Ireland Acts Over high tech skills shortage

Posted on 03 Jul 2014 Views ( 1411 )

The Irish government has announced an initiative aimed at heading off potential skill shortages in the information technology sector.

This includes creating an additional 5,400 higher education places in the software, computer hardware, and engineering areas.

About 63 million Pounds (e95 million) will be spent on capital investment, and annual maintenance will cost up to e7, 600 for each next place.

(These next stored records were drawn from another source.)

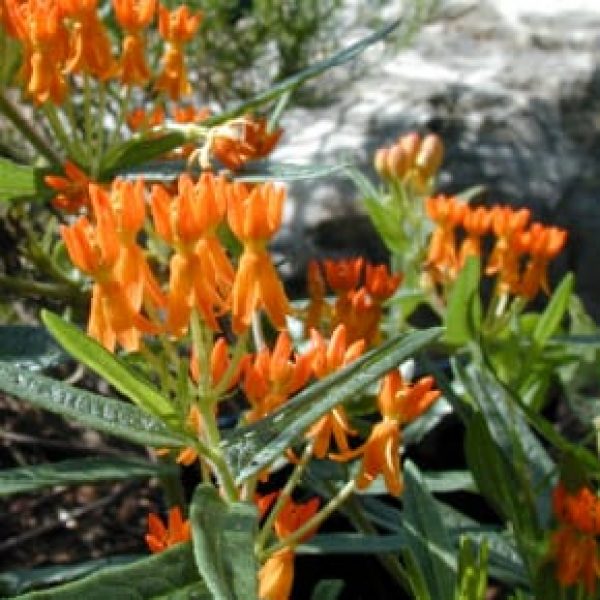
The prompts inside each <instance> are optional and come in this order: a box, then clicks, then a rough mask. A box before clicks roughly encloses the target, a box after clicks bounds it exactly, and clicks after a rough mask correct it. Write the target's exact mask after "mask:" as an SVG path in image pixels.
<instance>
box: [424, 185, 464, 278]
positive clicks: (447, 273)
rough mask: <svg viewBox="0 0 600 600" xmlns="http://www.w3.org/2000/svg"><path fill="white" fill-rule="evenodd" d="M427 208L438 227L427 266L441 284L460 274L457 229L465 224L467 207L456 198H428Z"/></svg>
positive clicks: (431, 216) (435, 227) (431, 247)
mask: <svg viewBox="0 0 600 600" xmlns="http://www.w3.org/2000/svg"><path fill="white" fill-rule="evenodd" d="M425 208H426V210H427V214H428V215H429V218H430V219H431V220H432V221H434V222H435V224H436V227H435V229H434V231H433V233H432V234H431V240H430V242H429V251H428V254H427V261H426V266H427V268H428V269H429V270H430V272H431V275H432V277H433V279H434V280H435V281H437V282H439V283H448V282H449V281H452V280H453V279H454V278H455V277H456V274H457V272H458V257H457V255H456V237H455V229H456V227H457V226H458V225H460V224H461V223H462V222H463V219H464V215H465V213H466V211H467V205H466V204H465V203H463V202H460V200H458V199H457V198H455V197H447V196H442V195H440V196H435V197H432V198H427V200H426V201H425Z"/></svg>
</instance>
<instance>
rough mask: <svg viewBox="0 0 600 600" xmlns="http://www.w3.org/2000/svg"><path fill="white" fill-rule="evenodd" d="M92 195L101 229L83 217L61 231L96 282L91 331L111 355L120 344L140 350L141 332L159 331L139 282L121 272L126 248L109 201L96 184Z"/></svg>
mask: <svg viewBox="0 0 600 600" xmlns="http://www.w3.org/2000/svg"><path fill="white" fill-rule="evenodd" d="M90 194H91V198H92V205H93V208H94V216H95V219H96V225H95V226H93V225H92V224H91V223H90V222H89V221H88V219H87V218H86V217H81V218H79V219H78V220H77V221H76V222H75V223H74V224H73V225H71V226H70V227H66V226H64V225H63V226H62V227H61V235H62V237H63V240H64V242H65V245H66V247H67V251H68V252H69V256H70V257H71V260H72V261H73V263H74V264H75V266H76V267H78V268H79V269H81V270H82V271H84V272H85V273H87V274H88V275H91V276H92V277H93V279H94V281H95V283H94V286H93V288H92V304H91V309H90V317H89V321H88V333H89V335H90V336H92V337H93V338H95V339H97V340H98V341H99V342H100V343H101V344H102V345H103V346H104V347H105V348H107V349H108V350H110V351H112V350H114V348H115V344H116V343H117V342H118V343H119V344H120V345H121V346H123V347H124V348H125V349H126V350H127V351H134V350H137V348H138V346H139V339H140V335H141V333H142V332H145V333H156V332H157V327H156V326H155V325H153V324H152V323H150V322H149V321H148V320H147V319H146V318H145V317H143V316H142V315H141V314H140V312H139V311H140V304H141V299H140V298H139V295H138V292H137V289H138V287H139V283H138V282H137V281H135V280H132V279H128V277H131V274H130V273H128V272H127V271H120V270H119V268H118V267H119V260H120V258H121V257H122V252H123V245H122V242H121V240H120V239H119V233H118V226H117V219H116V218H115V214H114V213H113V211H112V209H111V207H110V205H109V204H108V197H107V196H106V194H105V193H104V192H103V190H101V189H100V188H99V187H98V186H94V185H92V186H90Z"/></svg>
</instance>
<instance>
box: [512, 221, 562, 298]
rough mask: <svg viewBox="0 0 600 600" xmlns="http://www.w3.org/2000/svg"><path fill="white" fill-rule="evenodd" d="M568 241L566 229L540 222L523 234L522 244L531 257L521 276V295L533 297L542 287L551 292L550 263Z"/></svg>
mask: <svg viewBox="0 0 600 600" xmlns="http://www.w3.org/2000/svg"><path fill="white" fill-rule="evenodd" d="M566 241H567V232H566V231H565V230H564V229H559V228H558V227H544V226H543V225H540V224H539V223H533V224H532V226H531V228H530V229H529V231H527V232H524V233H522V234H521V239H520V242H521V245H522V246H523V247H524V248H526V250H527V251H528V252H529V254H530V256H531V258H530V259H529V261H528V263H527V265H526V267H525V272H524V273H523V277H522V278H521V283H520V285H519V293H520V295H522V296H525V297H526V298H529V299H532V298H535V296H537V294H538V292H539V291H540V289H542V290H544V292H546V294H548V295H549V294H550V286H549V285H548V263H549V262H550V261H551V260H552V259H553V258H555V257H556V256H557V255H558V254H559V252H560V251H561V250H562V249H563V247H564V245H565V242H566Z"/></svg>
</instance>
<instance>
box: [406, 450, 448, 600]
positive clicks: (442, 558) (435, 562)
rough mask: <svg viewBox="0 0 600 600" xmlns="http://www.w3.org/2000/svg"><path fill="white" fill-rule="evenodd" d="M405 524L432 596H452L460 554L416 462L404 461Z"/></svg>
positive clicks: (414, 555) (407, 538)
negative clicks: (404, 462) (454, 548)
mask: <svg viewBox="0 0 600 600" xmlns="http://www.w3.org/2000/svg"><path fill="white" fill-rule="evenodd" d="M404 478H405V490H404V496H403V501H404V510H403V521H402V526H403V528H404V531H405V532H406V538H407V542H408V547H409V548H410V550H411V553H412V555H413V556H414V558H415V560H416V562H417V564H418V566H419V569H420V571H421V572H422V573H423V576H424V578H425V581H426V582H427V588H428V590H429V594H430V596H431V599H432V600H446V599H452V598H453V594H454V587H455V585H456V571H457V565H456V558H455V556H454V549H453V545H452V541H451V539H450V535H449V533H448V530H447V529H446V527H445V526H444V523H443V521H442V518H441V515H440V513H439V511H438V508H437V504H436V502H435V500H434V499H433V496H432V495H431V494H430V493H429V491H428V490H427V487H426V485H425V480H424V479H423V477H422V475H421V473H420V472H419V470H418V469H417V467H416V466H415V464H414V463H413V462H411V461H410V460H407V461H406V462H405V463H404Z"/></svg>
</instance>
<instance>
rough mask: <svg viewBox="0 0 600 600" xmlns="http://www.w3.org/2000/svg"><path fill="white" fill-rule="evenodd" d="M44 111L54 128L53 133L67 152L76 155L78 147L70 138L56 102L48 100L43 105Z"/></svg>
mask: <svg viewBox="0 0 600 600" xmlns="http://www.w3.org/2000/svg"><path fill="white" fill-rule="evenodd" d="M42 111H43V112H44V115H46V119H47V120H48V123H49V124H50V127H51V128H52V133H54V135H55V136H56V139H57V140H58V141H59V143H60V145H61V146H62V148H63V150H64V151H65V153H66V154H67V155H68V156H75V155H76V153H77V152H76V150H77V149H76V147H74V146H73V143H72V142H71V140H70V139H69V136H68V135H67V132H66V131H65V128H64V126H63V124H62V123H61V120H60V116H59V115H58V112H57V110H56V107H55V106H54V104H51V103H50V102H46V103H45V104H44V105H43V107H42Z"/></svg>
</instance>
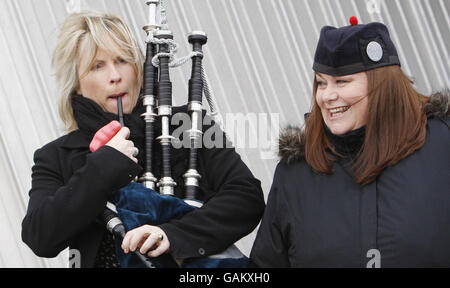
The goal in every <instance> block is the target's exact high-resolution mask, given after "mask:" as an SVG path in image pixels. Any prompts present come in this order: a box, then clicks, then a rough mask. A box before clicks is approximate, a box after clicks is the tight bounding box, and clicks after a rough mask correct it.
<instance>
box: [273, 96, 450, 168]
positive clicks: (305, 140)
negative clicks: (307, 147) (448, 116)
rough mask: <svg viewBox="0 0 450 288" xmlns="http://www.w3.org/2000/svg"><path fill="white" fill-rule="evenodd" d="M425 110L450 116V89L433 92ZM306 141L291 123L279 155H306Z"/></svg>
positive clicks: (439, 115) (291, 161) (294, 156)
mask: <svg viewBox="0 0 450 288" xmlns="http://www.w3.org/2000/svg"><path fill="white" fill-rule="evenodd" d="M425 111H426V113H427V114H428V115H433V116H435V117H444V116H449V117H450V90H448V89H446V90H444V91H442V92H437V93H434V94H432V95H431V96H430V102H428V103H427V104H426V105H425ZM305 143H306V139H305V135H304V132H303V130H302V129H301V128H300V127H296V126H291V125H289V126H287V127H286V128H285V129H283V130H282V131H281V133H280V139H279V142H278V144H279V150H278V156H279V157H281V158H282V159H284V160H285V161H286V162H287V163H291V162H294V161H296V160H299V159H301V158H303V157H304V156H305Z"/></svg>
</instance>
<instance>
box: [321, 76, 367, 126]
mask: <svg viewBox="0 0 450 288" xmlns="http://www.w3.org/2000/svg"><path fill="white" fill-rule="evenodd" d="M316 82H317V91H316V101H317V104H318V105H319V107H320V110H321V112H322V117H323V120H324V121H325V124H326V125H327V127H328V129H330V131H331V132H332V133H333V134H336V135H342V134H345V133H347V132H350V131H352V130H355V129H358V128H360V127H362V126H364V125H365V124H366V121H367V120H366V119H367V117H366V114H367V103H368V99H367V94H368V81H367V74H366V72H360V73H355V74H351V75H345V76H331V75H327V74H322V73H316Z"/></svg>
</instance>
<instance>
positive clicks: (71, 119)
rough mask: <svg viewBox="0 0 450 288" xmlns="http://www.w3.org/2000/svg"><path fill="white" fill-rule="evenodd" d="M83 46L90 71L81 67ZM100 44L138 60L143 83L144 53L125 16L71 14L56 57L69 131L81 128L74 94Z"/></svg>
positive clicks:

Many of the world's leading computing firms, such as Intel and Hewlett Packard, have large plants in Ireland, which has a good record in competing with the United Kingdom and other countries for investment in high-tech areas.

From 1990 to 1997, employees in Ireland have doubled to 53,000 in the above sectors and are expected to double again by 2023.

Those who are having a degree-level qualification or technician will have high percentage of the jobs available in the market.

Since 1995, companies have become concerned about the lack of technologically skilled labor. The pressure was particularly acute in the tele-service skills, electronic technician, and computer software, areas.

An initial response was to allocate 1,800 university places to software and engineering, and in 1997, this was followed by an extra 3,200 places in teleservices staff, electronic technician, and software professional courses. In November 1997, an e317 million scientific and technological investment fund was announced followed by an e228 million research and development fund in the last year by an e228 million.

But even these measures cannot to calm down industry fears that a shortage of skilled personnel would slow down further investment.

Now the government has agreed to implement the recommendations from an expert group which has reported on future skills needs for an additional 5,400 higher education places last year.

The package is yet another political boost for education minister Michael Martin, regarded as the rising star of the Irish cabinet.

It follows a related initiative to boost the numbers of secondary school students taking science subjects through increased grants to update school laboratories and the provision of additional in-service training for teachers.